Requirements can change, so check your state's department of labor website for the most current rules. If you operate in multiple states, you'll need to comply with each state's regulations separately. A small business payroll guide can help you navigate the basics of compliance across different states.

How long should you keep pay stubs?

How long you keep pay stubs depends on whether you're an employee or an employer. Holding onto them for the right amount of time protects you during audits, disputes, and tax filing.

If you're an employee, keep your pay stubs for at least 1 year. You'll need them to verify your W-2 at tax time and to support loan or rental applications. Once you've confirmed your W-2 is accurate, you can discard the individual pay stubs, though many financial advisors recommend keeping tax-related documents for 3 to 7 years.

If you're an employer, the IRS recommends keeping payroll records for at least 4 years after the tax is due or paid, whichever is later. The Fair Labor Standards Act (FLSA) requires you to retain records for at least 3 years. To stay covered under both rules, keep payroll documentation for a minimum of 4 years.

Digital storage makes long-term record keeping simple. If you use payroll accounting software, your pay stubs are stored automatically and can be retrieved whenever you need them.

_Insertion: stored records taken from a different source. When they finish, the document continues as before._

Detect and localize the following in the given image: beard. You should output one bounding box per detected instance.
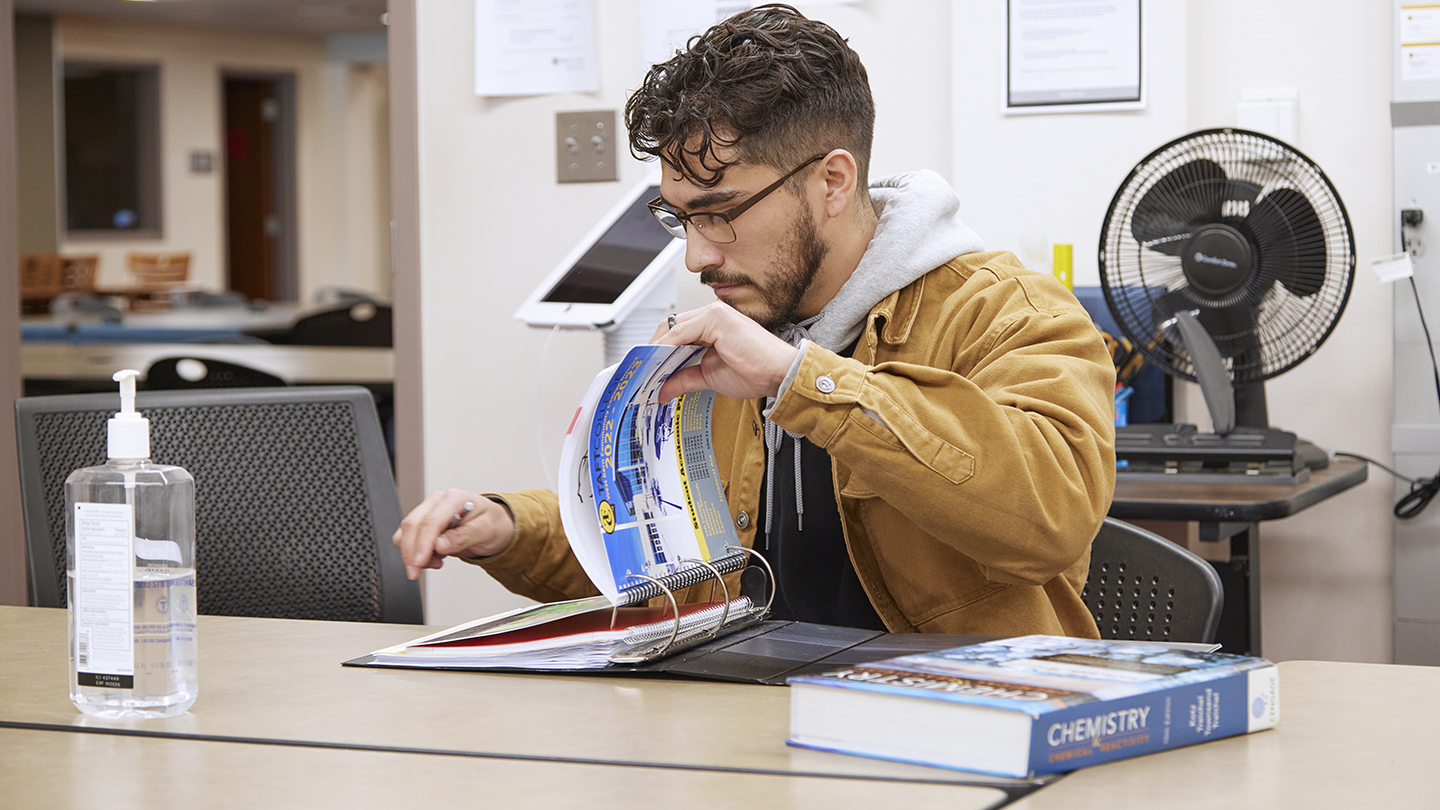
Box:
[699,201,830,332]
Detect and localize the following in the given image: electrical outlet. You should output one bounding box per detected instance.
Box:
[556,110,618,183]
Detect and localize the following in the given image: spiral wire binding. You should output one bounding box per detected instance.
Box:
[608,573,681,663]
[678,557,730,640]
[604,547,774,664]
[614,551,747,605]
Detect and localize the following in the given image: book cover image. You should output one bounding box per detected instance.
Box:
[585,345,738,599]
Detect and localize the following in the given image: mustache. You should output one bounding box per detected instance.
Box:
[699,270,754,287]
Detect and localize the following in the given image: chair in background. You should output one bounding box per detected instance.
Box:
[15,386,423,624]
[126,252,191,312]
[59,254,99,294]
[19,252,63,314]
[144,357,288,389]
[1083,518,1224,644]
[281,302,393,347]
[126,251,191,288]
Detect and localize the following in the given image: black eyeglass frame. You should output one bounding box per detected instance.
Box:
[646,153,828,244]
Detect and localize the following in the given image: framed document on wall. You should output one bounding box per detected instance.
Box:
[1005,0,1144,114]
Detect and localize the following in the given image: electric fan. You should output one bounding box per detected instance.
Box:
[1097,128,1355,481]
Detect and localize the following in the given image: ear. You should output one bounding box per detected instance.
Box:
[816,150,859,219]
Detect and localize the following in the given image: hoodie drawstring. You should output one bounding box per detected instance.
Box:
[763,316,820,543]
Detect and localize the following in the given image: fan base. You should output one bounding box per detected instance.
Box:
[1114,423,1323,484]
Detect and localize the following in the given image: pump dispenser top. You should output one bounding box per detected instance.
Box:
[107,369,150,459]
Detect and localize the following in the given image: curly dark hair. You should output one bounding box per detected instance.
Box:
[625,4,874,190]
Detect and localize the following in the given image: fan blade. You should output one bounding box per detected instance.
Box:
[1225,179,1262,208]
[1130,159,1229,255]
[1244,187,1327,297]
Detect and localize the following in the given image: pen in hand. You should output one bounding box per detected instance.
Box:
[446,501,476,531]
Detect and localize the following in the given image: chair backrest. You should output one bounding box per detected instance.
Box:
[1083,518,1224,644]
[285,302,393,347]
[15,386,422,624]
[59,255,99,293]
[145,357,288,389]
[19,252,63,298]
[127,252,191,288]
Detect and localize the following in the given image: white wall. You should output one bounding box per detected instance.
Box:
[412,0,1399,664]
[1183,1,1394,664]
[51,16,391,302]
[952,1,1189,284]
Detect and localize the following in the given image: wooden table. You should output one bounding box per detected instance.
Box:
[0,728,1005,810]
[1109,458,1368,655]
[1006,660,1437,809]
[0,607,1020,809]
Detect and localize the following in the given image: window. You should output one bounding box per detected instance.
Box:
[62,62,161,236]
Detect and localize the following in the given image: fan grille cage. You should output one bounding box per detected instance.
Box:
[1099,128,1355,384]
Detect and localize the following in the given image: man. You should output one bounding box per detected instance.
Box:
[394,4,1115,637]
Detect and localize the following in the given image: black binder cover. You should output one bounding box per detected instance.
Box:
[344,621,990,686]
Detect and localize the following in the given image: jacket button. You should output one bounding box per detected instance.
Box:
[815,375,836,393]
[736,511,750,529]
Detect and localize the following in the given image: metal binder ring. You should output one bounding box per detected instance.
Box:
[678,557,730,638]
[725,545,776,615]
[624,573,681,657]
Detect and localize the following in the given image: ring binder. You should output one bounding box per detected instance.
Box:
[610,573,682,663]
[678,557,730,641]
[727,545,777,615]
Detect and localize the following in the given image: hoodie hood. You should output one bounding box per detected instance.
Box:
[795,169,985,352]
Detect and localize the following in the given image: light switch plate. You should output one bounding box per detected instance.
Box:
[556,110,618,183]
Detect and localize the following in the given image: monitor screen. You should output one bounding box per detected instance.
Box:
[540,185,673,305]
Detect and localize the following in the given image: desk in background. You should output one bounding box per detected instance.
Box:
[21,304,307,344]
[1109,458,1368,656]
[21,342,392,390]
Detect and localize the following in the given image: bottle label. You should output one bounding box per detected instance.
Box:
[74,502,135,689]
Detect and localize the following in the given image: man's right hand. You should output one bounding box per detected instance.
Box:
[392,489,516,580]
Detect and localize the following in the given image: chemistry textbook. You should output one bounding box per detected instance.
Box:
[787,634,1278,778]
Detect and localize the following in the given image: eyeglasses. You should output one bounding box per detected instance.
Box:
[647,153,827,244]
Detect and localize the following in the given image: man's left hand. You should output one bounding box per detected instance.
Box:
[649,302,799,403]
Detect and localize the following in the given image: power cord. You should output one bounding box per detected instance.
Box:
[1331,451,1439,519]
[535,324,562,492]
[1338,239,1440,518]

Manage payroll with confidence using Xero

Staying on top of pay stubs, deductions, and compliance requirements takes time, especially as your team grows. The right payroll tools can handle the details so you can focus on running your business.

Xero's payroll features help you generate pay stubs, calculate taxes automatically, and give your employees easy online access to their pay information. You can track deductions, manage filing deadlines, and keep organized records without the manual work. Get one month free.

FAQs on pay stubs

Here are some frequently asked questions about pay stubs.

Is a pay stub the same as a paycheck?

No, a pay stub and a paycheck are different. A paycheck is the actual payment you receive, while a pay stub is the document that details how that payment was calculated.

How do I find my pay stubs?

Check your employer's online payroll portal or ask your HR department. Most employers now provide electronic pay stubs that you can access and download anytime.

Can I create my own pay stubs?

If you're a business owner, you can use payroll software to generate pay stubs for your employees. Employees and contractors should only use pay stubs provided by their employer.

Are digital pay stubs legally acceptable?

Yes, electronic pay stubs are legally valid in all 50 states. They work the same as paper pay stubs for income verification, tax filing, and record keeping.

What should you do if your pay stub has errors?

Contact your employer's payroll or HR department as soon as you notice a mistake. Keep a copy of the incorrect pay stub as documentation until the error is resolved.

Do all states require employers to provide pay stubs?

No, there's no federal requirement, and a small number of states don't mandate pay stubs either. However, most states do require some form of written or electronic earnings statement.

Disclaimer

This glossary is for small business owners. The definitions are written with their requirements in mind. More detailed definitions can be found in accounting textbooks or from an accounting professional. Xero does not provide accounting, tax, business or legal advice.